Policy makers at all levels, federal and state and local governments, are depositing great faith in innovation as a driver of economic growth and job creation. In the knowledge economy, universities have been called to play a central role as knowledge producers. Universities are actively seeking to accommodate those public demands and many have engaged an ongoing review of their educational programs and their research portfolios to make them more attuned to industrial needs. Technology transfer is a function that universities are seeking to make more efficient in order to better engage with the economy.

By law, universities can elect to take title to patents from federally funded research and then license them to the private sector. For years, the dominant model of technology transfer has been to market university patents with commercial promise to prospect partners in industry. Under this model, very few universities have been able to command high licensing fees while the vast majority has never won the lottery of a “blockbuster” patent.
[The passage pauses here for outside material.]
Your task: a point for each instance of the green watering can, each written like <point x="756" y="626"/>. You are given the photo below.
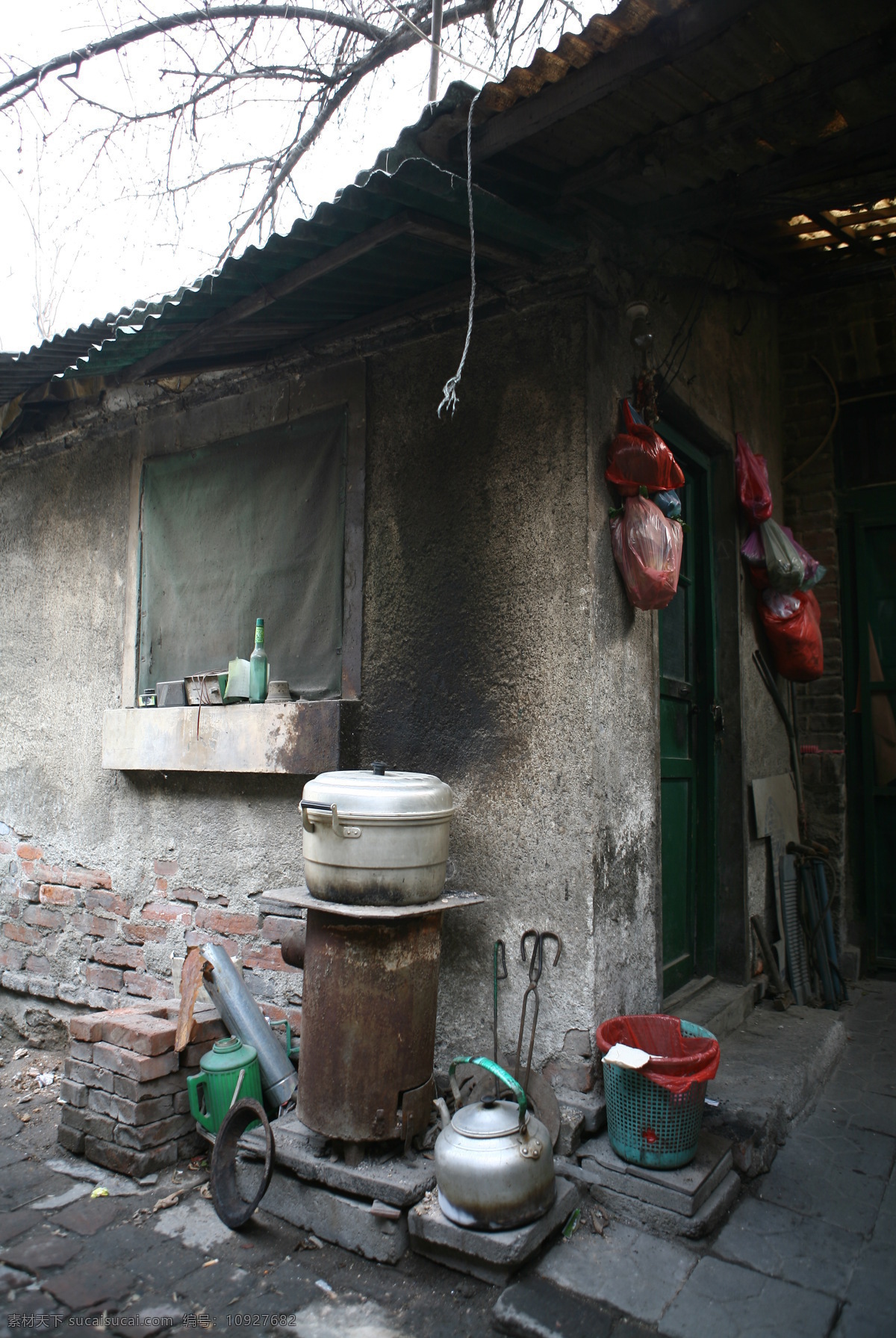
<point x="213" y="1089"/>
Most technology transfer offices are cost centers for their universities.

However, upon further inspection, the winners of this apparent lottery seem to be an exclusive club. Over the last decade only 37 universities have shuffled in the top 20 of the licensing revenue ranking. What is more, 5 of the top 20 were barely covering the expenses of their tech transfer offices; the rest were not even making ends meet.[i] It may seem that the blockbuster patent lottery is rigged. See more detail in my Brookings report.
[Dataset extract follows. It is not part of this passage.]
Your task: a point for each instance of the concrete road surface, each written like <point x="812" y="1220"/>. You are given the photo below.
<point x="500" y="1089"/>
That appearance is due to the fact that landing a patent of high commercial value is highly dependent on the resources available to universities. Federal research funding is a good proxy variable to measure those resources. Figure 1 below shows side by side federal funding and net operating income of tech transfer offices. If high licensing revenues are a lottery; then it is one in which only universities with the highest federal funding can participate. Commercial patents may require a critical mass of investment to build the capacity to produce breakthrough discoveries that are at the same time mature enough for the private investors to take an interest.

Figure 1. A rigged lottery?

High federal research funding is the ticket to enter the blockbuster patent lottery

               

Source: Author elaboration with AUTM data (2013) [ii]
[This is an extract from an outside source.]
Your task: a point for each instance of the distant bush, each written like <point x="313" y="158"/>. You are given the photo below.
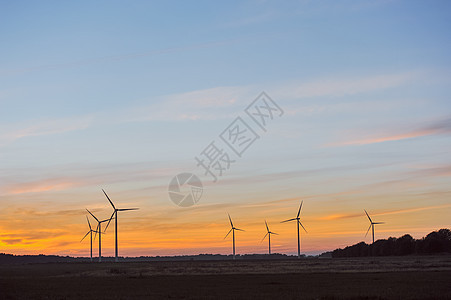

But now, let’s turn onto another view of the asymmetry of resources and licensing revenues of  universities; the geographical dimension. In Figure 2 we can appreciate the degree of dispersion (or concentration) of both, federal research investment and licensing revenue, across the states. It is easy to recognize the well-funded universities on the East and West coast receiving most of federal funds, and it is easy to observe as well that it is around the same regions, albeit more scattered, that licensing revenues are high.

If policymakers are serious about fostering innovation, it is time to discuss the asymmetries of resources among universities across the nation. Licensing revenues is a poor measure of technology transfer activity, because universities engage in a number of interactions with the private sector that do not involve patent licensing contracts. However, this data hints at the larger challenge: If universities are expected to be engines of growth for their regions and if technology transfer is to be streamlined, federal support must be allocated by mechanisms that balance the needs across states. This is not to suggest that research funding should be reallocated from top universities to the rest; that would be misguided policy. But it does suggest that without reform, the engines of growth will not roar throughout the nation, only in a few places.

Figure 2. Tech Transfer Activites Depend on Resources

Bubbles based on Metropolitan Statistical Areas and propotional to size of the variable



[i] These figures are my calculation based on Association of Technology Managers survey data (AUTM, 2013). In 2012, 155 universities reported data to the survey; a majority of the 207 Carnegie classified universities as high or very high research activity.

[ii] Note the patenting data is reported by some universities at the state system level (e.g. the UC system).  The corresponding federal funding was aggregated across the same reporting universe.